Much has been written about cultural imperialism and the effects
of Britain and British culture on colonized people, but Joseph
McLaughlin suggests that the influence worked both ways. Focusing
on the relationship between the literature of British imperialism
and turn-of-the-century metropolitan culture, Writing the Urban
Jungle offers an account of the cultural confusion caused by
bringing the foreign home.
Narrative, plots, and language formerly used to describe the
colonies, McLaughlin argues, became ways of reading and writing
about life in London, "that great cesspool into which all loungers
and idlers of the Empire are irresistibly drained," as Arthur Conan
Doyle's Dr. Watson describes it in A Study in Scarlet (1887), the
initial Sherlock Holmes tale.

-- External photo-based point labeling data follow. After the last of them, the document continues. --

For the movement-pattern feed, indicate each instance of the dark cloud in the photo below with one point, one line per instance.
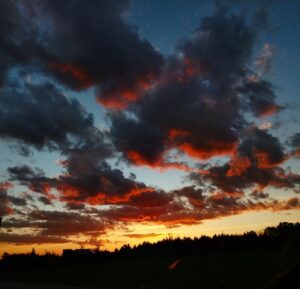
(199, 103)
(29, 239)
(34, 179)
(41, 116)
(256, 165)
(294, 142)
(5, 208)
(81, 44)
(261, 97)
(17, 37)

Canonical and popular literature by
Doyle, Margaret Harkness, Joseph Conrad, and T. S. Eliot, and the
literature of social reform and urban ethnography by General
William Booth of the Salvation Army and Jack London all display
this inversion of colonial rhetoric. By deploying the metaphor of
"the urban jungle," these writers reconfigure the urban poor as "a
new race of city savages" and read urban culture as a "Darkest
England," an Africa-like place rife with danger and novel
possibilities.
Drawing from and extending the field of criticism pioneered by
Edward Said, Writing the Urban Jungle presents a powerful new
paradigm for reading late-Victorian, modernist, and postcolonial
literary and historical texts. It also provides a fresh tool for
urban anthropologists working in our own fin-de-siecle.